Superior Generalization: Demonstrated ability to generalize to unseen object shapes and physical properties (mass/friction) in both simulation and real-world hardware, outperforming end-to-end baselines.

4. Experimental Results

The method was evaluated using two Human Support Robots (HSRs) in simulation (Isaac Sim) and real-world hardware experiments.

Experimental Setup:

Training Objects: 3 shapes (Bar, Cylinder, Board) with randomized mass (0.2–1.0 kg) and friction (0.5–1.0).
Test Objects: 6 unseen shapes (Hexagon, Triangle, L-bar, Thick bar, Octagon, Semi-ellipse) + 2 unseen objects in real-world tests.
Baselines: Compared against standard MAPPO variants (with/without PI, with/without LSTM, with/without Adaptive Encoder).

Key Findings:

Training Performance (RQ1): DeReCo achieved higher tracking rewards and faster convergence compared to end-to-end baselines (e.g., MAPPO w/o AE). It proved that decoupling representation and coordination mitigates training instability.
Simulation Generalization (RQ2):
- DeReCo achieved an average success rate of 80% on unseen objects.
- It significantly outperformed MAPPO w/o PI (58%) and MAPPO w/o AE (68%).
- Notably, DeReCo surpassed MAPPO w/ PI (45%) on unseen objects. This highlights that relying on specific object IDs (PI) during training causes a mismatch when IDs are randomized for unseen objects, whereas DeReCo's learned representations generalize better.
- Failure Analysis: The primary failure mode for all methods was "transport failure" (failing to reach the goal), but DeReCo minimized grasp-and-lift failures compared to baselines.
Real-World Transfer (RQ3):
- In hardware experiments with two unseen objects (a Board and a Frame), DeReCo achieved a 100% success rate (5/5 trials) for the Board and 80% (4/5) for the Frame.
- The strongest baseline (MAPPO w/o AE) failed to transport the objects successfully (0/5), often causing the object to tip over or fail to reach the goal.
- DeReCo successfully transferred from simulation to reality (Sim2Real) without fine-tuning.

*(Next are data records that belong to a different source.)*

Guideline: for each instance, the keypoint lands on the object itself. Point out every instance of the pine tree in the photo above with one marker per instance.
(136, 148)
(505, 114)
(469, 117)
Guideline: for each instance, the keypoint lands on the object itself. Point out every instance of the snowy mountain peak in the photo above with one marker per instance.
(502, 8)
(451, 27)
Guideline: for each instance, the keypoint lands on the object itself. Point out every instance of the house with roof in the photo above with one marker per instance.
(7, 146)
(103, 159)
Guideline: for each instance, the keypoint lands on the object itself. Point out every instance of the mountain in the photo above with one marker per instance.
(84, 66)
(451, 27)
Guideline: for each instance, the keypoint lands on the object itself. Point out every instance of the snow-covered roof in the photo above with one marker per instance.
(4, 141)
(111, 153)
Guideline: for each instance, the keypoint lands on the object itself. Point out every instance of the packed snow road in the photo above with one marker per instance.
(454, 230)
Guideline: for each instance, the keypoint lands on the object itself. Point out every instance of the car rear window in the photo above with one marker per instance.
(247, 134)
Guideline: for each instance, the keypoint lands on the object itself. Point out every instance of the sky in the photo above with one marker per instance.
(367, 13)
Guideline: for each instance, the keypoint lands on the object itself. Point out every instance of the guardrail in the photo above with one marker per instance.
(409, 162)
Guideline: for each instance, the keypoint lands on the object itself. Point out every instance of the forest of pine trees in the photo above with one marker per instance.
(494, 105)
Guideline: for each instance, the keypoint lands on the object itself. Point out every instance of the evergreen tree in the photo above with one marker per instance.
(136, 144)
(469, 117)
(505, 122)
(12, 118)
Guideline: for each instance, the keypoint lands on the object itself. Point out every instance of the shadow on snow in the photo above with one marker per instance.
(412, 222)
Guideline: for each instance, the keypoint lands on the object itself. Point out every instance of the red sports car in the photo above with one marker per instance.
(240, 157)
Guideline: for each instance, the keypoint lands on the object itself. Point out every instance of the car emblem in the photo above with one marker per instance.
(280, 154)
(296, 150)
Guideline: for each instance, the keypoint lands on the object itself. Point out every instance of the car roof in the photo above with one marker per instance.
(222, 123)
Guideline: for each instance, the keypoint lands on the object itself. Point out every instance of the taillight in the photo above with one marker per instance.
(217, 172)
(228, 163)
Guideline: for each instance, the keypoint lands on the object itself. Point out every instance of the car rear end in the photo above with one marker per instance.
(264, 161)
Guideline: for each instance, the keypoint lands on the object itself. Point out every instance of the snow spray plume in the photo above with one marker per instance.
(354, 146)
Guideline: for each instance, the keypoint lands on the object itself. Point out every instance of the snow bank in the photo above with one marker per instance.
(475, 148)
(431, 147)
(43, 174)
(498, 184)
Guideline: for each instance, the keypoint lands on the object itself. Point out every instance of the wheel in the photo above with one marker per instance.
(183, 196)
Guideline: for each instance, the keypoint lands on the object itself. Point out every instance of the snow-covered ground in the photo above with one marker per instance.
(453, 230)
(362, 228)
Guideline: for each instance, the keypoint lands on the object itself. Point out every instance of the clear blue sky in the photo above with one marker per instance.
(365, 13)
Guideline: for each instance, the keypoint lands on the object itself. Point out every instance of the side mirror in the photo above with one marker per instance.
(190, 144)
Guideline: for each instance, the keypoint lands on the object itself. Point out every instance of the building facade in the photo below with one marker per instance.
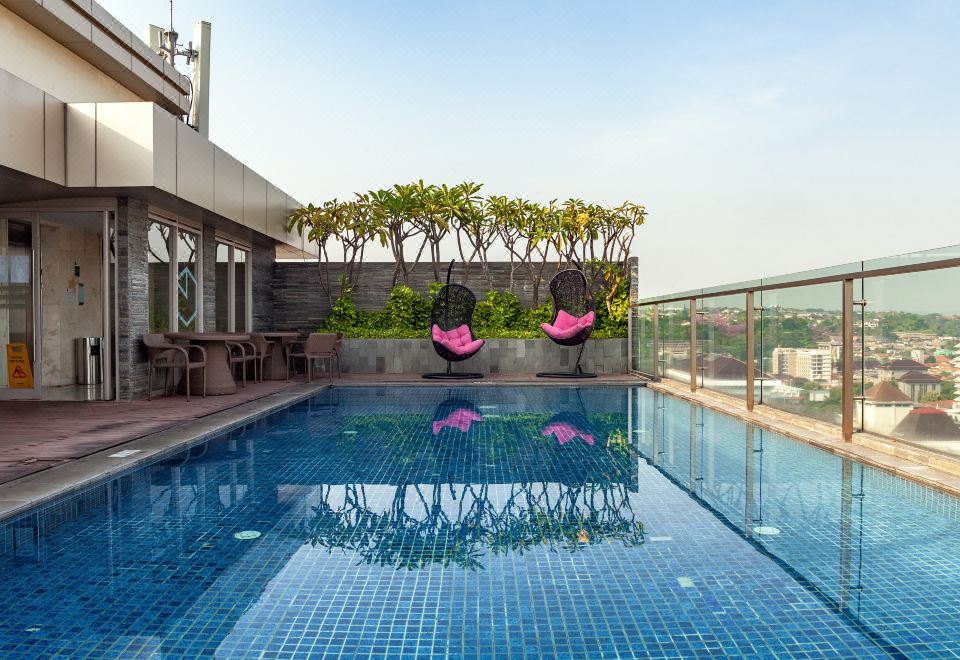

5. Significance and Future Work

Significance: DeReCo solves a fundamental bottleneck in decentralized multi-robot systems: the trade-off between learning complex object dynamics and coordinating agents. By separating these tasks, it enables robust transport of diverse, unseen objects without requiring explicit dynamics models or global state information.
Limitations & Future Work:
- The current approach relies on a fixed number of robots (two HSRs); scaling to variable team sizes requires further adaptation to decentralized MARL formulations that are independent of agent count.
- Extending the diversity of object shapes and physical property ranges could increase training costs, suggesting a need for more efficient domain randomization strategies.

In conclusion, DeReCo provides a robust, sample-efficient solution for decentralized cooperative transport, demonstrating that decoupling representation learning from coordination learning is critical for generalizing to diverse physical environments.